While Joe graciously accepted thanks for a job well done, he always gave remarkable credit to others.
He always spoke in terms of "we" rather than "I." He knew that he never did anything himself and only with others could they all win the game.
While he may not have stated it this way, he knew that the strength of the team is each member. Together there is "collective genius." Diversity in strengths helped the team to outperform more homogeneous teams.
Joe worked hard to help his team move from diversity to genuine inclusion. He celebrated differences.
I remember distinctly that he would check-in after a meeting with various individuals to say something positive about their performance or to thank them for their contribution. In his own way, Joe knew that people respond very positively to "being seen."

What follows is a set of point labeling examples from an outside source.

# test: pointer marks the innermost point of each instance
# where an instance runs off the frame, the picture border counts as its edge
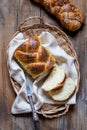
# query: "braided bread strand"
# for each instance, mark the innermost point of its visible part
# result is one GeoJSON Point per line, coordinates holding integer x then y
{"type": "Point", "coordinates": [70, 17]}
{"type": "Point", "coordinates": [33, 58]}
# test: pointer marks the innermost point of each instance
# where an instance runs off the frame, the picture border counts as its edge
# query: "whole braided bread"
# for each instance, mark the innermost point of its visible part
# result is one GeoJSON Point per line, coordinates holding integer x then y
{"type": "Point", "coordinates": [70, 17]}
{"type": "Point", "coordinates": [33, 58]}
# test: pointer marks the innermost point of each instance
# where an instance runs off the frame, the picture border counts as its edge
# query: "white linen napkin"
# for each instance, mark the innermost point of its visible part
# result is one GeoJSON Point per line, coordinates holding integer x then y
{"type": "Point", "coordinates": [21, 104]}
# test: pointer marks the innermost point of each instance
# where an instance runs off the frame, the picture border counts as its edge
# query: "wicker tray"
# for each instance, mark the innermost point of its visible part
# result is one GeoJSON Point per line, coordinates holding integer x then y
{"type": "Point", "coordinates": [48, 111]}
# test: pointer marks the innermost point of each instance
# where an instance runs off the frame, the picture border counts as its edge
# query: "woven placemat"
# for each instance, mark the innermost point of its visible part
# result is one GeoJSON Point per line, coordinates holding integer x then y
{"type": "Point", "coordinates": [47, 110]}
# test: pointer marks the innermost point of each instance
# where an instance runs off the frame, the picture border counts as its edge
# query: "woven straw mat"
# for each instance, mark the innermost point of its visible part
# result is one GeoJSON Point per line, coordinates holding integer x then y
{"type": "Point", "coordinates": [47, 110]}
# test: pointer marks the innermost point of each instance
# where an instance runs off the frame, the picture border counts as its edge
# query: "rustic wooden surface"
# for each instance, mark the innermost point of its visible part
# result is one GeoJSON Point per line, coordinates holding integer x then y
{"type": "Point", "coordinates": [12, 12]}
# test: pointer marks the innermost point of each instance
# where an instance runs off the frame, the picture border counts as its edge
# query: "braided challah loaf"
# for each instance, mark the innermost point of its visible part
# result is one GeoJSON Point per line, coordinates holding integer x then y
{"type": "Point", "coordinates": [34, 58]}
{"type": "Point", "coordinates": [70, 17]}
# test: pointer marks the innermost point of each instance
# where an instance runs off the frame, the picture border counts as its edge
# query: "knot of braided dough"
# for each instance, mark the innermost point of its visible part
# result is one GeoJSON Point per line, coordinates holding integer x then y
{"type": "Point", "coordinates": [34, 58]}
{"type": "Point", "coordinates": [70, 17]}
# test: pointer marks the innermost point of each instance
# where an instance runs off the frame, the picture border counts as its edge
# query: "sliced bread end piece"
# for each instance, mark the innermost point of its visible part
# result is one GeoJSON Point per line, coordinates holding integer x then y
{"type": "Point", "coordinates": [65, 92]}
{"type": "Point", "coordinates": [55, 79]}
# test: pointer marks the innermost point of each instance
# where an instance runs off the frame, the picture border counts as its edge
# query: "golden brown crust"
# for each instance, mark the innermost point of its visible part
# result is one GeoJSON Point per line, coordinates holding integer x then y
{"type": "Point", "coordinates": [34, 58]}
{"type": "Point", "coordinates": [70, 17]}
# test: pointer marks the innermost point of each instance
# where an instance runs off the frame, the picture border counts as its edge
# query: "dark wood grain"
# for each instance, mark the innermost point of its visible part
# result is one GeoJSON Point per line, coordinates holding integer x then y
{"type": "Point", "coordinates": [12, 12]}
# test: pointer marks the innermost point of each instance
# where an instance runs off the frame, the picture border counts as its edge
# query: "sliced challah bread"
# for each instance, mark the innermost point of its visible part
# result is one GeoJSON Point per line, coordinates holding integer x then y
{"type": "Point", "coordinates": [65, 92]}
{"type": "Point", "coordinates": [55, 79]}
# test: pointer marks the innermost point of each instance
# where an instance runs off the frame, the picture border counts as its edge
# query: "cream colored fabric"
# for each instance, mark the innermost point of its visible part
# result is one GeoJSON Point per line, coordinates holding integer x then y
{"type": "Point", "coordinates": [21, 103]}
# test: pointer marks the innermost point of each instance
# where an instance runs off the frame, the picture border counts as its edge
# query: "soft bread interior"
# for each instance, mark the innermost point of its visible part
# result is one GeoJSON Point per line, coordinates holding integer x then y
{"type": "Point", "coordinates": [55, 79]}
{"type": "Point", "coordinates": [65, 92]}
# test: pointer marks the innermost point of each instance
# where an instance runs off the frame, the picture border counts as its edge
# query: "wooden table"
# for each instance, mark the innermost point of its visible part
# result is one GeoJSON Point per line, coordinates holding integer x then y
{"type": "Point", "coordinates": [12, 12]}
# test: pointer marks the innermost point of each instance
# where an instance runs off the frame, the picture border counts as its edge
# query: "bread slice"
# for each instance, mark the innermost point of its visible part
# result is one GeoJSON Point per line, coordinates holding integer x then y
{"type": "Point", "coordinates": [54, 80]}
{"type": "Point", "coordinates": [65, 92]}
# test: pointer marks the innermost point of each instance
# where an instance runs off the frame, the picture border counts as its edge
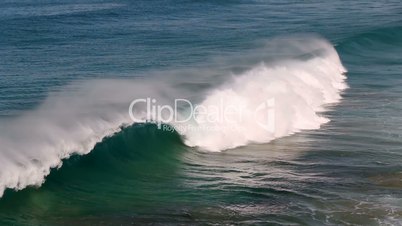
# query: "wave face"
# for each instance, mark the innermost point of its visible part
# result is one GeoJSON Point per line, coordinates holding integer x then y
{"type": "Point", "coordinates": [301, 75]}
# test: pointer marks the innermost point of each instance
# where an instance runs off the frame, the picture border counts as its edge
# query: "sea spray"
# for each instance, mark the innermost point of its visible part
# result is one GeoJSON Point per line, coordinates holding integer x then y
{"type": "Point", "coordinates": [306, 75]}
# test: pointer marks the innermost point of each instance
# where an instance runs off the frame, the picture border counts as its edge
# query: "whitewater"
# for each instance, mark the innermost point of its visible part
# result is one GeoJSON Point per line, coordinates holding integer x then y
{"type": "Point", "coordinates": [302, 78]}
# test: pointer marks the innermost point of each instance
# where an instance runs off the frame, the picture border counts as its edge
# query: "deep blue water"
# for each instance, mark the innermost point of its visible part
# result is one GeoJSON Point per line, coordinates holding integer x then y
{"type": "Point", "coordinates": [348, 172]}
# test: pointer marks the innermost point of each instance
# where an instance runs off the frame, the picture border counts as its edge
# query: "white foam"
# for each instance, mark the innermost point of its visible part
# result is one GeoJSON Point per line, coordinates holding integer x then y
{"type": "Point", "coordinates": [75, 119]}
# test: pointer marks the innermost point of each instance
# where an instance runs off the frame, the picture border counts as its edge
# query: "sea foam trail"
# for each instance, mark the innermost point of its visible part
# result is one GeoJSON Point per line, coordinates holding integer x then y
{"type": "Point", "coordinates": [301, 76]}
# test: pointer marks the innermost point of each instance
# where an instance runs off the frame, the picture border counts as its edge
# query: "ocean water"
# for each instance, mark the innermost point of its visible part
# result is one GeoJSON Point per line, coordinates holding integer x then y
{"type": "Point", "coordinates": [71, 155]}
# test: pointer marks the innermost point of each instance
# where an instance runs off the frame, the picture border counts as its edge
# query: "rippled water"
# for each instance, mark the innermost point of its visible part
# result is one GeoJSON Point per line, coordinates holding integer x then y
{"type": "Point", "coordinates": [347, 172]}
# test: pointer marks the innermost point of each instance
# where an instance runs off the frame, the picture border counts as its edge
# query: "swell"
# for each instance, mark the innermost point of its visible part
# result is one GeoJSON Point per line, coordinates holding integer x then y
{"type": "Point", "coordinates": [302, 75]}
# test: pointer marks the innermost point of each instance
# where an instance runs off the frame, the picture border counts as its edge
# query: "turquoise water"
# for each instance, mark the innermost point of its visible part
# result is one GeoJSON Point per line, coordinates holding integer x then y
{"type": "Point", "coordinates": [68, 69]}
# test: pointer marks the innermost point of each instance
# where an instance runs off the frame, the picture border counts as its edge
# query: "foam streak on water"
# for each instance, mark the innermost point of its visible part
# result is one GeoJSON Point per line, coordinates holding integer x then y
{"type": "Point", "coordinates": [74, 120]}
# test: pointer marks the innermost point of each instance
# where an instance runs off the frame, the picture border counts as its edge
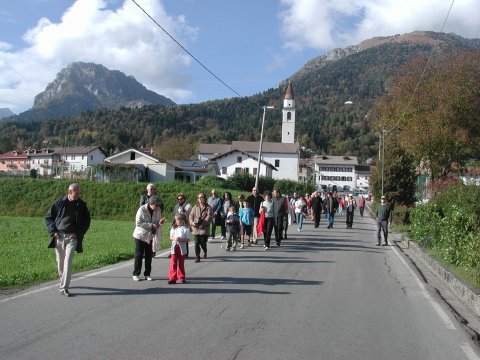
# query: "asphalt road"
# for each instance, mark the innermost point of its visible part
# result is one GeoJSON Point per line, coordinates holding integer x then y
{"type": "Point", "coordinates": [324, 294]}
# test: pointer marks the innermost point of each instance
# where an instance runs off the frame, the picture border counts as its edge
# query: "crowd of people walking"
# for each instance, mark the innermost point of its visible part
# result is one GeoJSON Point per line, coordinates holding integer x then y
{"type": "Point", "coordinates": [242, 223]}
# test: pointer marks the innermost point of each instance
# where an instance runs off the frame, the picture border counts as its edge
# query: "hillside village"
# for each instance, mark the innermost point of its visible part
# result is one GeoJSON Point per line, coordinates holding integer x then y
{"type": "Point", "coordinates": [279, 160]}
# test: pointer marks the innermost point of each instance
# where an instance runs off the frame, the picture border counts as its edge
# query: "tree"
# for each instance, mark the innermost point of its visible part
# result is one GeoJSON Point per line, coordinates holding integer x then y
{"type": "Point", "coordinates": [436, 122]}
{"type": "Point", "coordinates": [398, 175]}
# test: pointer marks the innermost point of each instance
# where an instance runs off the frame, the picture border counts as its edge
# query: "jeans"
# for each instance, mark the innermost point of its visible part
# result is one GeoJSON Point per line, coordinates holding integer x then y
{"type": "Point", "coordinates": [200, 242]}
{"type": "Point", "coordinates": [382, 226]}
{"type": "Point", "coordinates": [349, 219]}
{"type": "Point", "coordinates": [142, 248]}
{"type": "Point", "coordinates": [330, 218]}
{"type": "Point", "coordinates": [299, 217]}
{"type": "Point", "coordinates": [267, 234]}
{"type": "Point", "coordinates": [278, 228]}
{"type": "Point", "coordinates": [64, 253]}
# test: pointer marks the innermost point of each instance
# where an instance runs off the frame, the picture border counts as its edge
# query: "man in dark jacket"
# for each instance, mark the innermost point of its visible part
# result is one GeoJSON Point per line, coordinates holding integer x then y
{"type": "Point", "coordinates": [254, 201]}
{"type": "Point", "coordinates": [67, 222]}
{"type": "Point", "coordinates": [383, 215]}
{"type": "Point", "coordinates": [316, 207]}
{"type": "Point", "coordinates": [279, 210]}
{"type": "Point", "coordinates": [331, 206]}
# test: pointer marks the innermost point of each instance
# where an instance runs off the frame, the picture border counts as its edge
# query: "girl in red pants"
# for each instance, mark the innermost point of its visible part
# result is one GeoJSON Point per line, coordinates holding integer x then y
{"type": "Point", "coordinates": [179, 236]}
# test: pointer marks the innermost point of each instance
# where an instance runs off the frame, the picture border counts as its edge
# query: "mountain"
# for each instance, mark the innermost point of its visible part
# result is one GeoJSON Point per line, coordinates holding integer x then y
{"type": "Point", "coordinates": [5, 112]}
{"type": "Point", "coordinates": [355, 75]}
{"type": "Point", "coordinates": [86, 86]}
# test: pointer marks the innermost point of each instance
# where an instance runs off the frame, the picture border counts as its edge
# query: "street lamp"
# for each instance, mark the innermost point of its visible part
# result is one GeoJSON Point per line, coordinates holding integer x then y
{"type": "Point", "coordinates": [381, 152]}
{"type": "Point", "coordinates": [265, 107]}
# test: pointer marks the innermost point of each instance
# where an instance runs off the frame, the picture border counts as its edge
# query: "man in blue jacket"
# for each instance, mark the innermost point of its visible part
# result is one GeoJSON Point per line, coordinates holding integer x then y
{"type": "Point", "coordinates": [67, 222]}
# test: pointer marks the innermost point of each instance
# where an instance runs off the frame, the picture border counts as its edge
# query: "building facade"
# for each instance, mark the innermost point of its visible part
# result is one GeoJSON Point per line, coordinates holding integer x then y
{"type": "Point", "coordinates": [335, 171]}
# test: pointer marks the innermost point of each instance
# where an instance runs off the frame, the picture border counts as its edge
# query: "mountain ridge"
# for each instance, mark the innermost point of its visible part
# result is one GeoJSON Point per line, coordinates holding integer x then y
{"type": "Point", "coordinates": [87, 86]}
{"type": "Point", "coordinates": [357, 74]}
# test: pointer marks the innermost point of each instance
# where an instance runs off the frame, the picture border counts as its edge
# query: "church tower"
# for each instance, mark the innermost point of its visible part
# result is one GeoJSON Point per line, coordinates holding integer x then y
{"type": "Point", "coordinates": [288, 117]}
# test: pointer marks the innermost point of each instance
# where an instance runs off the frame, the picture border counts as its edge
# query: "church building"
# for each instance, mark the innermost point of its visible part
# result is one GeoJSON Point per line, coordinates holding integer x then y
{"type": "Point", "coordinates": [279, 160]}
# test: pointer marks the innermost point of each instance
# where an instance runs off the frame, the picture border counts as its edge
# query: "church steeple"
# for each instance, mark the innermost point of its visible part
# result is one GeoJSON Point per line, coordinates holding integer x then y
{"type": "Point", "coordinates": [288, 116]}
{"type": "Point", "coordinates": [289, 93]}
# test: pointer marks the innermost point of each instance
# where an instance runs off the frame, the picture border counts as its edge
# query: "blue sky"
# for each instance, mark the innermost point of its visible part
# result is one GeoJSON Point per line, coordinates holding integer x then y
{"type": "Point", "coordinates": [252, 45]}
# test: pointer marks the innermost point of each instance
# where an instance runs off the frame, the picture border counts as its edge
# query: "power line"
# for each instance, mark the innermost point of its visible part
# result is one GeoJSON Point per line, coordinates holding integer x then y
{"type": "Point", "coordinates": [421, 76]}
{"type": "Point", "coordinates": [184, 49]}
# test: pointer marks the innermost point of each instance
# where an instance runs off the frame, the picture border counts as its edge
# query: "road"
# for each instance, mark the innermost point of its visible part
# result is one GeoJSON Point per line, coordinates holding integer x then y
{"type": "Point", "coordinates": [324, 294]}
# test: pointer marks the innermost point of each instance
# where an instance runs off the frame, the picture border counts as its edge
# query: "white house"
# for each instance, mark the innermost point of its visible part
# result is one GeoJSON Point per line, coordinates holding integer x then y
{"type": "Point", "coordinates": [282, 157]}
{"type": "Point", "coordinates": [155, 170]}
{"type": "Point", "coordinates": [54, 161]}
{"type": "Point", "coordinates": [239, 156]}
{"type": "Point", "coordinates": [239, 162]}
{"type": "Point", "coordinates": [193, 170]}
{"type": "Point", "coordinates": [362, 176]}
{"type": "Point", "coordinates": [79, 158]}
{"type": "Point", "coordinates": [335, 170]}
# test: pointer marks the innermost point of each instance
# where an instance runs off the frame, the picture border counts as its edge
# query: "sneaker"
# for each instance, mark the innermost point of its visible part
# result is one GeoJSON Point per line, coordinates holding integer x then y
{"type": "Point", "coordinates": [65, 292]}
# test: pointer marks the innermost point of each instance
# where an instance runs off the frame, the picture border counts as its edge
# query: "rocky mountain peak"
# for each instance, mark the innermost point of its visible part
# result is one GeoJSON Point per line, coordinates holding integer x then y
{"type": "Point", "coordinates": [83, 86]}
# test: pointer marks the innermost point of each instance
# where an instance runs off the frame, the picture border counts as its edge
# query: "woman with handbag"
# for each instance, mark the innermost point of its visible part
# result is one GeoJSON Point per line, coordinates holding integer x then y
{"type": "Point", "coordinates": [199, 220]}
{"type": "Point", "coordinates": [148, 222]}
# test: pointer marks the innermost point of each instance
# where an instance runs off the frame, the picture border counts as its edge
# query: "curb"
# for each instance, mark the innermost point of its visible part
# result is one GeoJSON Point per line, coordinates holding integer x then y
{"type": "Point", "coordinates": [466, 295]}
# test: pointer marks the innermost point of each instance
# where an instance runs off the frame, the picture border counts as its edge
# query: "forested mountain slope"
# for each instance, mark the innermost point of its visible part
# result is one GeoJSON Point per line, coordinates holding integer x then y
{"type": "Point", "coordinates": [324, 122]}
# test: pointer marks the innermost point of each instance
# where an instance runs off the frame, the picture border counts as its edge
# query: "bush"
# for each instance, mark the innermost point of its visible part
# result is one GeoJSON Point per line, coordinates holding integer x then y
{"type": "Point", "coordinates": [450, 224]}
{"type": "Point", "coordinates": [109, 201]}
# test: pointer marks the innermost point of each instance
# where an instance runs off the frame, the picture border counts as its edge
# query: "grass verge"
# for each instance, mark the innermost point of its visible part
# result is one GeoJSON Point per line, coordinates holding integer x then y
{"type": "Point", "coordinates": [26, 260]}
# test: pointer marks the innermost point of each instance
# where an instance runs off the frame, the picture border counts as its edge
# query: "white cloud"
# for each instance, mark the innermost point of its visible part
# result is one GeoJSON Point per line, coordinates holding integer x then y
{"type": "Point", "coordinates": [124, 39]}
{"type": "Point", "coordinates": [328, 24]}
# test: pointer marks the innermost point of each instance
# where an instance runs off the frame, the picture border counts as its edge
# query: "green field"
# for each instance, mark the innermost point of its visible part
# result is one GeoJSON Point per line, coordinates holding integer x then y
{"type": "Point", "coordinates": [26, 260]}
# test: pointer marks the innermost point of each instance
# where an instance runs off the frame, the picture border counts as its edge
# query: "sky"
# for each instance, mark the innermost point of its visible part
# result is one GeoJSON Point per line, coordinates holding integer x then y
{"type": "Point", "coordinates": [251, 45]}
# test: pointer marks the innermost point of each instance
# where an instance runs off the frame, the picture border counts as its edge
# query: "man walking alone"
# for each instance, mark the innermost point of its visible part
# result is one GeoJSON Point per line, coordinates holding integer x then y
{"type": "Point", "coordinates": [67, 222]}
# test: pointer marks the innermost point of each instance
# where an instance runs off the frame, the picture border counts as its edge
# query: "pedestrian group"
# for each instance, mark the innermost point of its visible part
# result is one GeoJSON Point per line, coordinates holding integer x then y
{"type": "Point", "coordinates": [241, 224]}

Linda Hill and her colleagues in the Harvard Business Review are very clear in their statement that "Innovation emerges when diverse people collaborate to generate a wide ranging portfolio of ideas which they refine and evolve to new ideas." In the process of doing so, this often involves passionate disagreement. But at the end of the disagreement, new solutions emerge.
Brent Gleeson, CEO of TakingPoint Leadership, encourages the formation of a unified front. He says that the best approach is to:
Create a unified vision: Silos kill productivity, waste resources, and jeopardize attainment of goals. Move past behavioral issues. Row in the same direction. The Executive Team needs to be steering the boat; as a group they need to buy into the department's long-term goals, objectives, and key initiatives. This will encourage trust and empowerment in the face of "my organization."
Work towards creating a common goal: Leadership needs to define the single, qualitative focus that is shared as the top priority. It is important for all employees to work towards understanding the parts of the system and how they make an impact on the goals.
Motivate and incentivize: What really defines a successful manager is one who is able to identify what key components motivate each of their employees and how to communicate this to wide-ranging audiences of employees. And incentivize the employees accordingly. Encourage input, teamwork and productivity.
Execute and measure: Measure the timeline, the benchmarks, delegation of tasks, and accountability. Team work and constant collaboration are the buzz words here.
Collaborate and create: To encourage teams, a leader and the team need to exhibit knowledge, collaboration, creativity and confidence. Leaders need to move to smaller, shorter meetings, cross-departmental training programs, constructive feedback from outside departments.
Smashing silos is a tough job and requires vigilance from all parts of the organization. But when work on the job becomes more palatable, when the organization is more efficient, when productivity increases, let's face it, all boats rise and there can be nothing sweeter. It helps to create a sustainable advantage for the organization. And everyone sleeps better at night.